Each trip to Spain is for me like reaching for the stars. What’s why, although I didn’t plan to come back there this year, when the opportunity presented itself, I didn’t hesitate for even a moment. As a pretext served me the round-up – an event with 500 years of tradition, which drives thousands of tourists into a little village in Andalucia. Even though in June the temperatures oscillate around 40 degrees, which normally would make me renounce the trip, this time the temptation turned out too big.
Once arrived, I had an impression that by an act of God, I had traveled back in time by a hundred years, to a village lost somewhere in the Wild West.

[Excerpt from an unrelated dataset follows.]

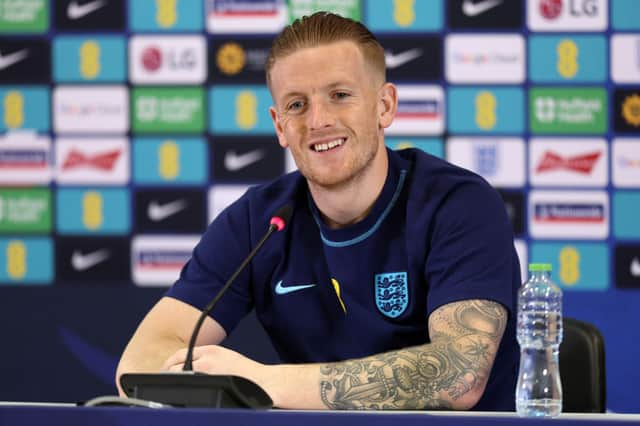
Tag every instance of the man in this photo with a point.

Similarities with the movie “High noon” are striking. At midday, due to unbearable heat, the settlement almost seems abandoned. Doors, windows, shutters tightly closed, there is no living soul around. Searching for a hotel hidden among all the one-storey houses, my rental car nearly got stranded on the sandy streets (don’t even try to look for paved roads, sidewalks, zebra crossing and other inventions of our modern civilization). It explains the most common means of transportation around here are horses, carriages, mules, donkeys, and off-road cars. Besides, it’s hard to find a single house without a tie ring, often accompanied by a sign “Reservado a caballos” (“Reserved for horses”). Since I arrived one day before the event, I had enough time to take a little tour around this extraordinary place.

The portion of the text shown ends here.